What's that in the crevice of my third eye, another apparition-like prediction - Julius Malema, Bloemfontein, succession battle... the vision coruscates into a prophecy or at least a mental e-mail of sorts. Much gnashing of teeth, shaking of hands (laden with cheques and other costly goodies) empty promises, skulduggery, betrayal and much resentment will appear at the ANC's national conference in December. Yes, the future of the party (and the country) will again be pondered and steamrolled into an uncertain reality. My minds suddenly goes blank (I fully expect the same at the conference). Darkness, momentary despair. Depression sets in at the thought of what the ANC has in store for us.

Pure horror occurs to me as I think of Nelson Mandela, what will become of our icon this year? I shudder. Let's not even talk about it. Okay, let's just mention it then. Should we brace ourselves for further rumours of his death (Thanks Bob Mabena. Thanks very much!)

On the technology front, we'll still be Tweeting until our fingers bleed and our brains turn to mush. Twats and tweets and twits and twirps, there's plenty to go around this year.
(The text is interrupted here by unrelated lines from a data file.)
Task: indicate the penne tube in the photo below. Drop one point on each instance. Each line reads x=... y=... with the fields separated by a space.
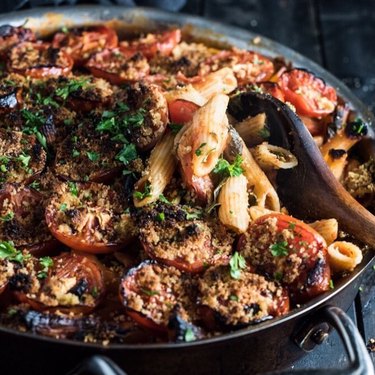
x=273 y=157
x=188 y=93
x=209 y=133
x=159 y=172
x=233 y=199
x=344 y=256
x=222 y=81
x=258 y=181
x=335 y=152
x=253 y=129
x=328 y=229
x=256 y=212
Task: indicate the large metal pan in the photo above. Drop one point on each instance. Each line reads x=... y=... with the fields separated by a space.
x=269 y=346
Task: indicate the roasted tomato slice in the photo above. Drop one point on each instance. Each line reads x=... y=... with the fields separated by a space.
x=10 y=36
x=81 y=43
x=117 y=67
x=69 y=282
x=247 y=66
x=289 y=251
x=22 y=157
x=153 y=44
x=174 y=236
x=22 y=220
x=181 y=111
x=150 y=293
x=226 y=302
x=308 y=93
x=89 y=217
x=88 y=155
x=147 y=116
x=39 y=60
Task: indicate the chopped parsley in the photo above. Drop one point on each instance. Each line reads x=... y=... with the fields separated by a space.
x=63 y=207
x=8 y=251
x=127 y=154
x=175 y=128
x=224 y=168
x=93 y=156
x=71 y=86
x=237 y=263
x=189 y=335
x=45 y=263
x=279 y=249
x=149 y=292
x=8 y=217
x=73 y=188
x=145 y=194
x=198 y=151
x=160 y=216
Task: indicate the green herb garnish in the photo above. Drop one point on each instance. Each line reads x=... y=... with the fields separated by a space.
x=224 y=168
x=279 y=249
x=237 y=263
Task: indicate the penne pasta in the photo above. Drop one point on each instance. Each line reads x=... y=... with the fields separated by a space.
x=233 y=199
x=273 y=157
x=258 y=181
x=159 y=172
x=257 y=212
x=208 y=135
x=344 y=256
x=222 y=81
x=188 y=93
x=328 y=229
x=334 y=152
x=253 y=129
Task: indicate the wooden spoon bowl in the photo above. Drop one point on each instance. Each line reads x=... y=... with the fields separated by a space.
x=310 y=190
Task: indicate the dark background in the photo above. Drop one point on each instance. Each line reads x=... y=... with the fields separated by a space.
x=337 y=34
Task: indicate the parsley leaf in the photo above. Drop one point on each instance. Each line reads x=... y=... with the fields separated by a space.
x=8 y=251
x=279 y=249
x=46 y=263
x=226 y=169
x=237 y=263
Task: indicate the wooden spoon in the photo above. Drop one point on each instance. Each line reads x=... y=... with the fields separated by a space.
x=309 y=191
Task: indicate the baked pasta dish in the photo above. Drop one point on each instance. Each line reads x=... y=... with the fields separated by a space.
x=135 y=206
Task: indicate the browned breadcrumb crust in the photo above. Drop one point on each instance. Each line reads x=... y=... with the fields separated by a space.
x=177 y=238
x=92 y=210
x=154 y=291
x=284 y=268
x=22 y=213
x=238 y=302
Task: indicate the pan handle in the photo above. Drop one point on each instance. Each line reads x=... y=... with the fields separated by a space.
x=97 y=365
x=359 y=359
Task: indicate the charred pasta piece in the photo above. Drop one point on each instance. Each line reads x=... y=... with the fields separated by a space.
x=176 y=236
x=39 y=60
x=70 y=283
x=22 y=157
x=151 y=292
x=153 y=44
x=229 y=300
x=117 y=66
x=81 y=43
x=89 y=217
x=11 y=35
x=289 y=251
x=22 y=220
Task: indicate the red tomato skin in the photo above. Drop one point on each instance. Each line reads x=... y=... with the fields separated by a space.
x=292 y=81
x=181 y=111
Now the nausea sets in.

Here I was thinking we could shape a new year to, well, look new and different compared to 2011. I may not be an astrologer or Nostradamus's long lost cousin, 18 times removed. But I think I know enough of our history and the recalcitrance of the winds of change, which rarely seem to blow over South Africa these days, to firmly say, with little fear of being grossly inaccurate - Don't hold your breath and expect the powers that be to try too hard to make a change for the better. We, the nobodies, the Joe Publics and Jane Somethings, it's up to us to make changes (be it small), free of government, the ANC, politics and economics. In other words, independent of money-grabbing, power-obesessed, horrifically incompetent morons, who believe they are the centers of real change.